We film a lot, so I’d probably have to do that. It takes a while to put together an outfit and get ready. I take notes on my podcast every day. I have a website that I work on as well. It’s such a weird world that we’re living in with social media in 2017. Like, my parents don’t understand what I do. They’re like, “What do you mean you have a podcast? You’re making money from doing this? You’re doing what?” I’m like, yes! You don’t understand the world that we’re living in now. You don’t just have to go to school and become an architect and that’s it. There’s so many other creative things that allow us to live a wonderful life. We’re living in a really cool time.
Where do you see yourself going next?
I mean, I love my podcast, I love doing television, and I would really like to combine that in some digital type of way. Joan Rivers was my idol. Still is my idol. I want to bring humor to things that are normally sterile. Fashion: People take it so seriously. And it’s wonderful! I’m obsessed with it, I love it, but let’s bring some fun and humor and life into it. So I want to find a way to be the Joan of … to — to just live like Joan Rivers.
That’s a great goal. So, I’m sure you have brands sending you things all the time. What’s the best thing you ever got for free?Probably diamonds.
Could you see yourself waitressing at SUR or somewhere else again?
No. I mean, I quit SUR more than four years ago now, so it’s been quite a while.
You’ve talked about growing up in New Orleans and your family’s experience with Hurricane Katrina. What do you think about reality stars like Bethenny Frankel using their personal resources to help hurricane victims?

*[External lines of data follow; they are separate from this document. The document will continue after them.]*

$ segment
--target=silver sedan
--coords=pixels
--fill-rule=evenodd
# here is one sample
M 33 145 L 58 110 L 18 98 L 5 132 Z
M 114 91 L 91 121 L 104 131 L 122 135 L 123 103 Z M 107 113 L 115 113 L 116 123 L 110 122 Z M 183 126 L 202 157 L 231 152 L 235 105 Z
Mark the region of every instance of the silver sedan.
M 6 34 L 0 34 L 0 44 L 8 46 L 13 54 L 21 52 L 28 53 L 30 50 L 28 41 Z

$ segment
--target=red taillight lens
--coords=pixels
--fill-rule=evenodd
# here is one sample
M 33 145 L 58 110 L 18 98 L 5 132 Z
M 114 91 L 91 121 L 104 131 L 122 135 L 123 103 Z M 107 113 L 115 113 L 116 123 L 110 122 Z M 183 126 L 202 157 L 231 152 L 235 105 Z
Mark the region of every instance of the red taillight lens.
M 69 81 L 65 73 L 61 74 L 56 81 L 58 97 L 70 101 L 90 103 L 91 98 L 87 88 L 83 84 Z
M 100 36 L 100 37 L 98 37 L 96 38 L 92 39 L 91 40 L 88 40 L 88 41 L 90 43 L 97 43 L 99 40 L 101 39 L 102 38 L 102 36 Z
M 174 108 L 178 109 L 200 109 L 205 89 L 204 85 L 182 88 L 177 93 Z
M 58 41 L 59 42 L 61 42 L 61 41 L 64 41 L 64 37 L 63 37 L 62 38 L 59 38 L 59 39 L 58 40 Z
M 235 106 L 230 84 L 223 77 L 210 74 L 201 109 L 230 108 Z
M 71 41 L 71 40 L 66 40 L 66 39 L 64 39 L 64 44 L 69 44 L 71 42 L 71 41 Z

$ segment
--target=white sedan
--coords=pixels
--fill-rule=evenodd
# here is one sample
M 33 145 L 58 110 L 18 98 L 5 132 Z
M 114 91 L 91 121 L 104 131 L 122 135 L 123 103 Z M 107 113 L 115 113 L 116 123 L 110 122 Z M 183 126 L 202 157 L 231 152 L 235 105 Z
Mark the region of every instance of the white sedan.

Wonderful. I mean, I believe that everyone should have their cause and help in whatever makes you feel like you’re doing something for the world. And she has the funds and the ability to do that, and that makes me very proud to be a part of the same network that she is a part of.
When Charles Manson died, you tweeted that you wished you threw Pinot Grigio in his face. Have you read a lot about him?
I’m big into — I sound crazy when I say this — murder stories. I love horror films and documentaries on that stuff. So, of course I know the Charles Manson stories. It was just such a huge thing that he died. I wish I would have been able to throw a glass of wine in his face!
I remember on Inauguration Day you praised Melania Trump’s outfit. Now almost a year later, how do you think she and her husband are doing in the White House?
I don’t have any political thoughts. Stylewise, I think Melania is killing it. I think Ivanka, stylewise, is killing it. I mean, they’ve got a good wardrobe. That first outfit was all sky blue. Sky blue is my favorite color, so I was like, “That’s what I would wear.”
Did you vote in the election?
I will not say.
If you voted, or who you voted for?
Both. Yeah, I don’t talk about politics.
Well, if somebody was going to become president from Vanderpump Rules, who would —
It would be me.
What would your platform be?
Wine for everyone.
This interview has been edited and condensed. Vanderpump Rules airs Mondays on Bravo at 9 p.m. EST.